Monday, 16 January 2017

A Story About My Uncle

A Story About My Uncle
A Story About My Uncle is a non-violent, first person platform game that doesn't make me long for the ability to shoot things. This is no small achievement.

It's not that I'm against non-violent games, more that first-person platforming is often frustrating enough to make the most placid of players want to run off and set fire to things, just to relieve the tension the nineteenth time they misjudge the same jump. The great achievement of A Story About My Uncle is to never let you get that frustrated. You can always see what you need to do, even when it isn't easy, and your tool set for achieving your goals is simple enough that you never spend ages trying all the wrong things and flexible enough that you feel awesome.

The art of falling.
The game is framed as a bedtime story told by a father to his daughter, with narration being provided in a soft, accented paternal voice which really seems to have bothered a lot of people. He explains that he once went to look for his missing Uncle Fred, found a copy of his uncle's 'adventure suit' made for him, and got sucked through Fred's over-engineered garbage disposal system into a world of caverns and pools, island stacks and floating rocks, where a frog-like race of humanoids have created a community out of Fred's rubbish.

The player navigates this world using the adventure suit's power assisted jump, infinite ability to fall onto the ground (but not into water) and a grappling gauntlet.
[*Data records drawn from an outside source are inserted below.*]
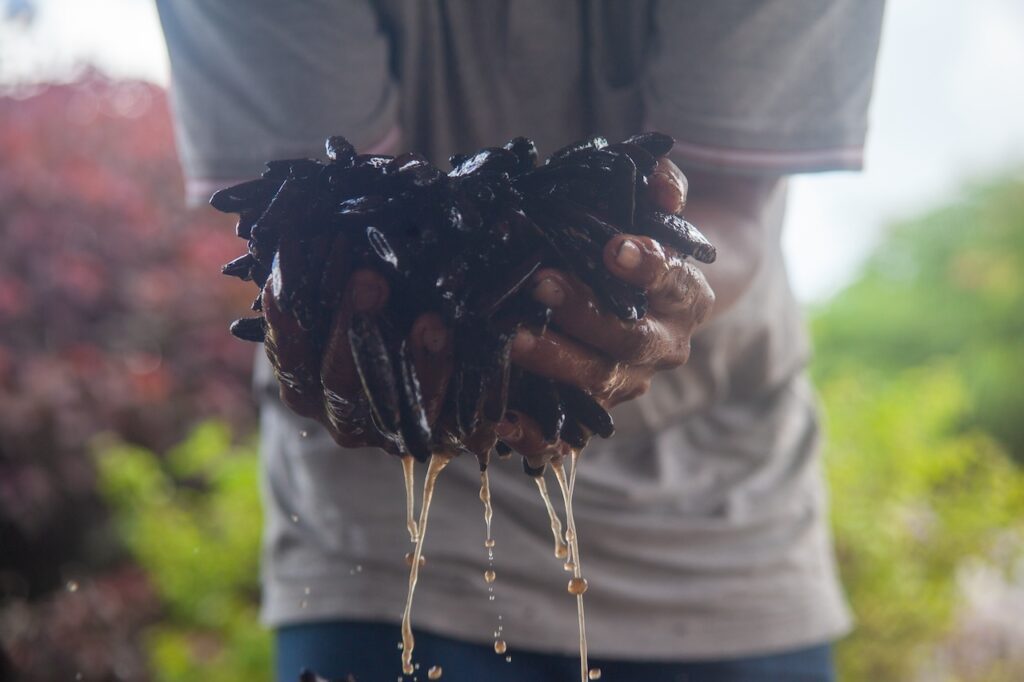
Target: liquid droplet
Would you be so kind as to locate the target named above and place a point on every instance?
(578, 586)
(437, 463)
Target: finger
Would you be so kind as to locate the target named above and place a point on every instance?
(342, 393)
(667, 186)
(433, 358)
(578, 313)
(523, 434)
(293, 355)
(676, 289)
(556, 356)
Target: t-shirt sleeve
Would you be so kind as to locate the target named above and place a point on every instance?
(763, 86)
(254, 80)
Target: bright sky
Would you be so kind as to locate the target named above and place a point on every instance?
(948, 105)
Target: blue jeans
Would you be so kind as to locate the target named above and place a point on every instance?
(369, 651)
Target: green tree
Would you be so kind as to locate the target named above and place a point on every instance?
(913, 496)
(192, 519)
(946, 284)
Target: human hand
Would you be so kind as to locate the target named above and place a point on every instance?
(327, 385)
(587, 347)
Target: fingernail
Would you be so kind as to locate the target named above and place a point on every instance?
(524, 341)
(434, 339)
(366, 296)
(550, 293)
(507, 430)
(629, 255)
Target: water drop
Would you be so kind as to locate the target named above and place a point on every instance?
(578, 586)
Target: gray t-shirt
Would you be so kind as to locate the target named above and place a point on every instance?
(704, 521)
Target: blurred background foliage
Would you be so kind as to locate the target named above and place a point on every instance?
(136, 558)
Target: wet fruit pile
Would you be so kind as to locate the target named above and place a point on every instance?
(462, 244)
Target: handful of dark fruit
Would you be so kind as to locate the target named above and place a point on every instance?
(462, 245)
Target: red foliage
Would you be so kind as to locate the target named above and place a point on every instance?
(113, 315)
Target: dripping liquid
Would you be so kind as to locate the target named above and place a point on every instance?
(437, 463)
(578, 585)
(561, 551)
(408, 464)
(488, 543)
(488, 512)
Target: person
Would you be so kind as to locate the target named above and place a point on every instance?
(704, 521)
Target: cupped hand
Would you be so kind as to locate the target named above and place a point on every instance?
(610, 358)
(326, 386)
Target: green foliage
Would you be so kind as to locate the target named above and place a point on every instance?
(912, 497)
(920, 363)
(192, 520)
(947, 284)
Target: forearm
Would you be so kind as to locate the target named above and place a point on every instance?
(730, 212)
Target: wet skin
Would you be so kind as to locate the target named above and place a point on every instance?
(585, 346)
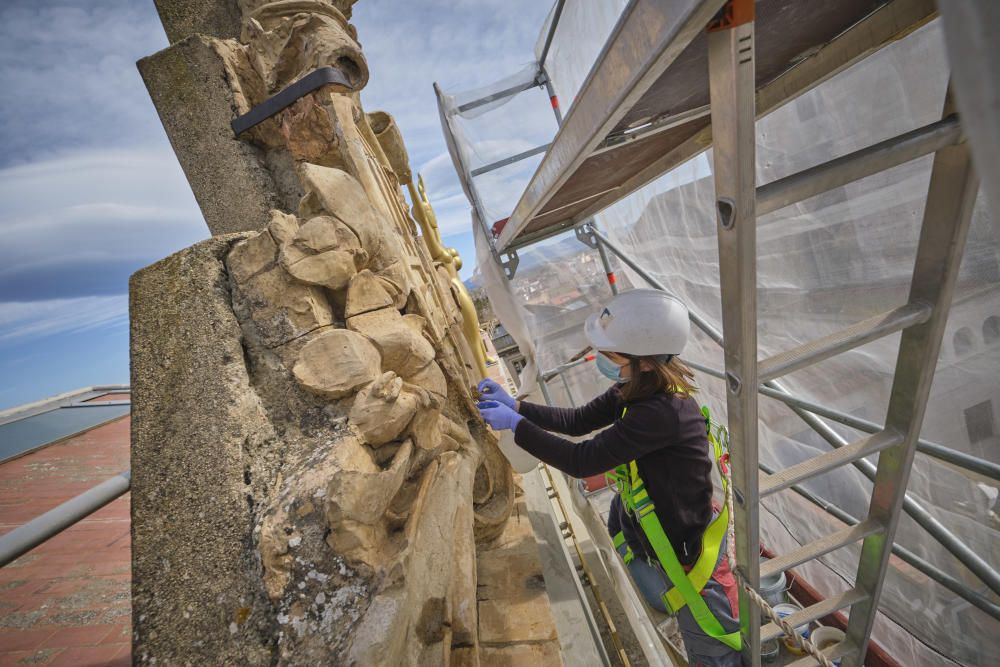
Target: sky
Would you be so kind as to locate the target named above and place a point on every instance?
(90, 190)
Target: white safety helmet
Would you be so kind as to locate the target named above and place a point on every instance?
(640, 322)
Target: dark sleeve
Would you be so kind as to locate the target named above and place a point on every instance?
(574, 421)
(646, 427)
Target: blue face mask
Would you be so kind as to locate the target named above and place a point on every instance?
(609, 369)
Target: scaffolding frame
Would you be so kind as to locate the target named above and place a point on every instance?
(735, 104)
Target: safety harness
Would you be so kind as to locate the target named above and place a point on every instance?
(687, 586)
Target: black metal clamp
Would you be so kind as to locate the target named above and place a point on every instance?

You leap between islands, and use the grapple more to accelerate and change direction than you do to drag yourself directly to another place. About an hour in, I've reached a pitch dark cave in the Chasms, where something large and scary is growling around and the mysterious outcast 'Strays' have left signs saying 'Beware' and 'Do Not Move When the Eye is Open,' so I'm not sure that everyone else in this game is as non-violent as I am.

The littlest Deep One.
The story itself is perhaps a little slight. I'm looking for my Uncle, who has been missing a few weeks, but appears to have been in the underground world far longer. The frog people want me to bring him back to them. It's not much, but given that the studio's last release was Goat Simulator it doesn't look too shabby. Currently I'm also carrying a frog-girl called Mady (short a,) which doesn't effect my mobility thanks to the suit, but provides chirpy commentary and translation of the Stray graffiti, plus the occasional hint such as pointing out that I can make some of the plants glow with my grapple; super useful out here in the dark.

So far, A Story About My Uncle is a fast, fun, intuitive platformer, and it's nice to play something a little calmer. I also prefer the narrator agreeing that it's getting late and maybe we could pick up tomorrow when I close a session to Wolfenstein sending me virtual white feathers because I want to sleep.